Substrate engineering is considerable gaining importance in the last years. Already in the early 90's substrate engineering developed as concrete concept to extend the performance of semiconductor devices. Following this, the first silicon-on-insulator (SOI) wafers have been introduced in production couple of years later.
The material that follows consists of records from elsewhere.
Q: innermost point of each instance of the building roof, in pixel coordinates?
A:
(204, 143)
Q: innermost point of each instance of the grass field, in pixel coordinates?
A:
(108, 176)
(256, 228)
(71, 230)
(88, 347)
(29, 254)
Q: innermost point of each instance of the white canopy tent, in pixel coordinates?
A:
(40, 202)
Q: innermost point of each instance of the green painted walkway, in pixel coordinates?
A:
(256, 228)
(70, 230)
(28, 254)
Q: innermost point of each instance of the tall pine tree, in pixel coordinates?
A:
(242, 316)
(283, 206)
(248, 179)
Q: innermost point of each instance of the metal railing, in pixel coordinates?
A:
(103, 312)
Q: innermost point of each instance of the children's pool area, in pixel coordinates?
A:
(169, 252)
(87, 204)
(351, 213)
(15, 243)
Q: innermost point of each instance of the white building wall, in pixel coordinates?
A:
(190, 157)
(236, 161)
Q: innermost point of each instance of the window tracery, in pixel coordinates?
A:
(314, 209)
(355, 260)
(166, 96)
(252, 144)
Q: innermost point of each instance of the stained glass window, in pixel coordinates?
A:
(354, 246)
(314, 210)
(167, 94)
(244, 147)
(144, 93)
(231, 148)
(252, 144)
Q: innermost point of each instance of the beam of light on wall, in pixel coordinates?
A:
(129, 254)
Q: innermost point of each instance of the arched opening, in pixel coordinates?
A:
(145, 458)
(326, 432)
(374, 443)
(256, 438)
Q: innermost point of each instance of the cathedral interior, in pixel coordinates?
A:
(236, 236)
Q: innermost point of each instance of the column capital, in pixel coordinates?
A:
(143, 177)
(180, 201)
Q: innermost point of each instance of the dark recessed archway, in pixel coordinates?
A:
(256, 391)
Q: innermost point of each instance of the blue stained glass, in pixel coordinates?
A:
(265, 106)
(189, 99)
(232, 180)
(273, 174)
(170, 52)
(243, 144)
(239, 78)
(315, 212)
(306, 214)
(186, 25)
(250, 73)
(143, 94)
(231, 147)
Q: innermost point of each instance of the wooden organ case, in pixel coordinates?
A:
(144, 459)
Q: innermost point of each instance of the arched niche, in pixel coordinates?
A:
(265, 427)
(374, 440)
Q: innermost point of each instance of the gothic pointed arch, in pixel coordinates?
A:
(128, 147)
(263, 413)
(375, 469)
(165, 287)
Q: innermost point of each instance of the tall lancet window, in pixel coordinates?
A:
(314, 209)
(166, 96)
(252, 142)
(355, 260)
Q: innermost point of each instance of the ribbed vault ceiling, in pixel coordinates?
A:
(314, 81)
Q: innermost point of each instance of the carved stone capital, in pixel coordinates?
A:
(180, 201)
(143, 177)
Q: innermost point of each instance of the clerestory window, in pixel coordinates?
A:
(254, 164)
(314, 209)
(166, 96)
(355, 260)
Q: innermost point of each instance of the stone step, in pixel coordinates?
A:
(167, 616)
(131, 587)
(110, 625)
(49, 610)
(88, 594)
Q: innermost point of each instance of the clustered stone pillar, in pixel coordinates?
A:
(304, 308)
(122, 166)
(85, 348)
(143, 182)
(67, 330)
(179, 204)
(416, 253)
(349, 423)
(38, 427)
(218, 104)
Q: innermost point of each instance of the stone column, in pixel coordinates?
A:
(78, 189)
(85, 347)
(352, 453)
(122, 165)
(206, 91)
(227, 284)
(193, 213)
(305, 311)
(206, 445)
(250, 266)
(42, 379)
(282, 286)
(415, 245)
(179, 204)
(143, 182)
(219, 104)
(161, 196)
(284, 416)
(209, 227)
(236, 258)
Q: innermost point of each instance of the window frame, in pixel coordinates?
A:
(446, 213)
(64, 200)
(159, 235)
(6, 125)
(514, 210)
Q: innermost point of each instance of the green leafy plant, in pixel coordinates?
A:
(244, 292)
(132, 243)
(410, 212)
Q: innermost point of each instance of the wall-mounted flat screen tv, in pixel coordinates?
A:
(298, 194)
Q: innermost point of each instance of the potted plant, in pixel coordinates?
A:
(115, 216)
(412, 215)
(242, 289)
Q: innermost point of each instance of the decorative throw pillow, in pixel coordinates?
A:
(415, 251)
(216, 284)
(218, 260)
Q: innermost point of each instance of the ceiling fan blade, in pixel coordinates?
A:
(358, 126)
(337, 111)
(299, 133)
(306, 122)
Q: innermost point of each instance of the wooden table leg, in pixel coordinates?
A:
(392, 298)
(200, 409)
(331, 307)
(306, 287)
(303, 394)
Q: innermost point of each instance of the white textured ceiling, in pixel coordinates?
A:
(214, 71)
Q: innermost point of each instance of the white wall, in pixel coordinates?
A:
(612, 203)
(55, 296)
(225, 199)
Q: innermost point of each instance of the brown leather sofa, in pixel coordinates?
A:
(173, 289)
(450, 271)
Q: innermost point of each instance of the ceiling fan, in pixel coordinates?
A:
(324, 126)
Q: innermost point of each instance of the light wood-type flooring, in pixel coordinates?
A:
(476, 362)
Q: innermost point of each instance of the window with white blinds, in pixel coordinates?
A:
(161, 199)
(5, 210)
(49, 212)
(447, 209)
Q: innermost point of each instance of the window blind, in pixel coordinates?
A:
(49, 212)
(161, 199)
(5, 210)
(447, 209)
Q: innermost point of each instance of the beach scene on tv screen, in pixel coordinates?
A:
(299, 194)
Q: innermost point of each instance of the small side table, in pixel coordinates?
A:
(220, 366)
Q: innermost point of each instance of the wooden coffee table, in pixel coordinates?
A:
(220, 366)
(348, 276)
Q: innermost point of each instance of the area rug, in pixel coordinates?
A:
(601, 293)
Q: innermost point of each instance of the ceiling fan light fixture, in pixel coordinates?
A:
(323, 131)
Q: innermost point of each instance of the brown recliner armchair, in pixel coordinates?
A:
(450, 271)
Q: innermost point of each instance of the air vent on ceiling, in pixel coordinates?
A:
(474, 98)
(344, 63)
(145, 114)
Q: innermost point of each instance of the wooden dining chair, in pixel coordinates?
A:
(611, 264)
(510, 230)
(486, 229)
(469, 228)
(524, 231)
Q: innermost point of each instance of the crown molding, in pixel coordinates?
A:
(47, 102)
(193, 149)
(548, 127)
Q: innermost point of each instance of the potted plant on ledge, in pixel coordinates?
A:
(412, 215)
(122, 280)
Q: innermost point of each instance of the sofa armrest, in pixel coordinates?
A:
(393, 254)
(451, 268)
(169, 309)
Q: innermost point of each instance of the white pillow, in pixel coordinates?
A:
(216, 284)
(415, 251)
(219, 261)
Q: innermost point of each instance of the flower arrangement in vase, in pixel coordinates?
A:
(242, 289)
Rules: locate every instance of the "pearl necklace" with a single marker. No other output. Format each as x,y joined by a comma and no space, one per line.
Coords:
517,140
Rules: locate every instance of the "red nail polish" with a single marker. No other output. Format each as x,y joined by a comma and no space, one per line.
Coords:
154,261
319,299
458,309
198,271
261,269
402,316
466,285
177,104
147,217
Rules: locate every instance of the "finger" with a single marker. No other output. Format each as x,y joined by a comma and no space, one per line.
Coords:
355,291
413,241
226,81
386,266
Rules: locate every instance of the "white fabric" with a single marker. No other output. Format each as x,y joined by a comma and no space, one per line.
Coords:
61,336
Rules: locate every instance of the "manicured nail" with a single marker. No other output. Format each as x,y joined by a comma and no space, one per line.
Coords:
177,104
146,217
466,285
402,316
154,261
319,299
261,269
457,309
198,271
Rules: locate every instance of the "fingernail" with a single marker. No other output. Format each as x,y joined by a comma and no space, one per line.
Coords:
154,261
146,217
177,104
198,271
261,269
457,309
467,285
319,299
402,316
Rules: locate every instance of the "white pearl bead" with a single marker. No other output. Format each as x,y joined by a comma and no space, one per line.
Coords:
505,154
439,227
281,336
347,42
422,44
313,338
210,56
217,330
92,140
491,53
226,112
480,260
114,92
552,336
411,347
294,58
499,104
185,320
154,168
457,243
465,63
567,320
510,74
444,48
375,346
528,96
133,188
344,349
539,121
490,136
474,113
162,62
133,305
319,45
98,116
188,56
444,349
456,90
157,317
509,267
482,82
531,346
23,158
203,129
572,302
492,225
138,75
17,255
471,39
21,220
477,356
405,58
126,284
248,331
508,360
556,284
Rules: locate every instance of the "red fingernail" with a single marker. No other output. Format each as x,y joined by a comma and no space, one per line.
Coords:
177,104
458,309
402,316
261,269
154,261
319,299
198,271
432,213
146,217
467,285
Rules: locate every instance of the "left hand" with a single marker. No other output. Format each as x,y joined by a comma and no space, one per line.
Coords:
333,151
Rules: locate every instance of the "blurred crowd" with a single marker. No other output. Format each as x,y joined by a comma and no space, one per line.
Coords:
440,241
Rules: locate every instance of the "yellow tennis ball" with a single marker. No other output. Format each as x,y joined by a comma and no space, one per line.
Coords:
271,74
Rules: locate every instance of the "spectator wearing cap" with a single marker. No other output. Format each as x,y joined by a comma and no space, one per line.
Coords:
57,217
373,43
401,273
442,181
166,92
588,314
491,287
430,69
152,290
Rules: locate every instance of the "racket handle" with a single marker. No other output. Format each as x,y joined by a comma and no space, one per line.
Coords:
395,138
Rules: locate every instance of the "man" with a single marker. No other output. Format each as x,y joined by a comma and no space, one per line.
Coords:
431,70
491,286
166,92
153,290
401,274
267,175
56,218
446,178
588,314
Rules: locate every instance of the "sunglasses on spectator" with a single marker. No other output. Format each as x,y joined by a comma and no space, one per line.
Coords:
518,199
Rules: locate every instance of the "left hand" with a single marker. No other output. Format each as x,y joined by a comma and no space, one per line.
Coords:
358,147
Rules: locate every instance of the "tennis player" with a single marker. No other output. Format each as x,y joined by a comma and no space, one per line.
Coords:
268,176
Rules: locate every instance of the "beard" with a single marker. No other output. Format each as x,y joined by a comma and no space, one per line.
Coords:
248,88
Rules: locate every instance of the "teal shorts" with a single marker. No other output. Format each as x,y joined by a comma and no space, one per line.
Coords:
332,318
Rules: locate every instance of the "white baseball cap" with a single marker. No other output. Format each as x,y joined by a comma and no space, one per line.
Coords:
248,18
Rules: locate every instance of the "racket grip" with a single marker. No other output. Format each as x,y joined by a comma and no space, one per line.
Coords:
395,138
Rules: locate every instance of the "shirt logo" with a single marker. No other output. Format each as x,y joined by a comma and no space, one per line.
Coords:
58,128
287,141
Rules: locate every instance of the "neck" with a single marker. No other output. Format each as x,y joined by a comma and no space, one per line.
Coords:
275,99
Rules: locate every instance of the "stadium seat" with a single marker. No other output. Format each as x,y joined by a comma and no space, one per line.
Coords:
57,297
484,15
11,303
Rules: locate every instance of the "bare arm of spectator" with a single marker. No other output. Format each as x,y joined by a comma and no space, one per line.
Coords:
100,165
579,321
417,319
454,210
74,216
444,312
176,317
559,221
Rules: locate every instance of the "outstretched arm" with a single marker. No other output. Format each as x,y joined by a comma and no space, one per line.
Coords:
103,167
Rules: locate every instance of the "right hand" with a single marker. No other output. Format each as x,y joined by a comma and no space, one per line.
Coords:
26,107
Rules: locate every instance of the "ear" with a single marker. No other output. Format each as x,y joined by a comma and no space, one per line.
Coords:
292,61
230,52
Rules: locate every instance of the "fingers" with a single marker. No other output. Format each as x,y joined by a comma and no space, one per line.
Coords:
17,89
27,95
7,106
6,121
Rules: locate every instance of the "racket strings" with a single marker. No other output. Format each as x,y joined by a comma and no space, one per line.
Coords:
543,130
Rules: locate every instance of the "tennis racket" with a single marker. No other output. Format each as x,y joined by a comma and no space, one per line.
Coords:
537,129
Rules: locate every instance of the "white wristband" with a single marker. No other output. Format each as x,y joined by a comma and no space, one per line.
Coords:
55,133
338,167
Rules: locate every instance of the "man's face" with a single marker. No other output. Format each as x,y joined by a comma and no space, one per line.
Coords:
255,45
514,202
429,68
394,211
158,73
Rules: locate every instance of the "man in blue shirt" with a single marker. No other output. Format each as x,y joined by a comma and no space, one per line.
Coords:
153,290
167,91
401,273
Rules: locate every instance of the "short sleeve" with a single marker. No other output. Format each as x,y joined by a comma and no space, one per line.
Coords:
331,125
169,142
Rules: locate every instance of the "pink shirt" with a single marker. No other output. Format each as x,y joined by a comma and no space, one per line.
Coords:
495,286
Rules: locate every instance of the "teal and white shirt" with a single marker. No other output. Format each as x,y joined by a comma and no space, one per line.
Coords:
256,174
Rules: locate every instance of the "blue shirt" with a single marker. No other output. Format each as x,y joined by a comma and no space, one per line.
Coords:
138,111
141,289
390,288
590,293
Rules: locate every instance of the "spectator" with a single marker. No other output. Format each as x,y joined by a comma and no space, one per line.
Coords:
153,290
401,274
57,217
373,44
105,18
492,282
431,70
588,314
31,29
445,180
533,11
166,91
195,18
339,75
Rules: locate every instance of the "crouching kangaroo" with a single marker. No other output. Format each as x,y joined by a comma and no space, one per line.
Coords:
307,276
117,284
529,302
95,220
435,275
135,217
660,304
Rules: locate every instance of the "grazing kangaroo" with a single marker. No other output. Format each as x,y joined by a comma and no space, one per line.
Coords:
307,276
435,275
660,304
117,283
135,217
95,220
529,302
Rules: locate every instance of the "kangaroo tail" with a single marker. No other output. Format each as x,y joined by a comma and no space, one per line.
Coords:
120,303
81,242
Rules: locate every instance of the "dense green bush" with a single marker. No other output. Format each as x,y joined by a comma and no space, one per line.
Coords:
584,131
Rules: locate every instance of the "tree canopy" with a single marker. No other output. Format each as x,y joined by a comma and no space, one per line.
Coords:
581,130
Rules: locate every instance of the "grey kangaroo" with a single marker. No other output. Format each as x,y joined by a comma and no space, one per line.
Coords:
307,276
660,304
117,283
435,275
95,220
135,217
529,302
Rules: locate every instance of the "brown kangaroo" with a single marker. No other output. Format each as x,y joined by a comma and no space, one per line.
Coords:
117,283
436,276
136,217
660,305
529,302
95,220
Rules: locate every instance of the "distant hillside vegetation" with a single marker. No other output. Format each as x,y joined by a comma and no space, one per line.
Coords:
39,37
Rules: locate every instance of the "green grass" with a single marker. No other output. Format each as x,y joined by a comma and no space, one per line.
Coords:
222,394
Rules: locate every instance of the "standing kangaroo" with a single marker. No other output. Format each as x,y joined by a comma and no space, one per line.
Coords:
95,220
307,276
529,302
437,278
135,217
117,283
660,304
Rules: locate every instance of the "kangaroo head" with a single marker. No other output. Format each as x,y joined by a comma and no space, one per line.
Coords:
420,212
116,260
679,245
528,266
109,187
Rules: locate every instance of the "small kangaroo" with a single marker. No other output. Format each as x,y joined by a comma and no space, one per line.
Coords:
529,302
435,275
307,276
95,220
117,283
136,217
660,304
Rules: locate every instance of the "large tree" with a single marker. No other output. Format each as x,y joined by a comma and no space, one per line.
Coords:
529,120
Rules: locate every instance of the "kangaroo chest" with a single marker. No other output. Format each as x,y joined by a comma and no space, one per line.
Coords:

Since then, SOI wafers have been introduced in many different silicon device architectures:
- High performance processors, e.g. in smart phones or gaming consoles
- Low power applications
- Micro Electro Mechanical Systems (MEMS)
The heart of an SOI wafer is an ultra-thin, monocrystalline, layer of silicon, separated by an insulating silicon oxide layer from a standard thickness Si handle wafer. Due to electrical isolation of the thin top silicon layer from the thick silicon bulk wafer, devices on SOI wafer can have much improved properties. These chips obtain higher switching frequencies, lower power consumption and avoid unwanted heat production. SOI chips have a 20%-30% higher performance and consume up to 1/3 less power than chips on conventional silicon.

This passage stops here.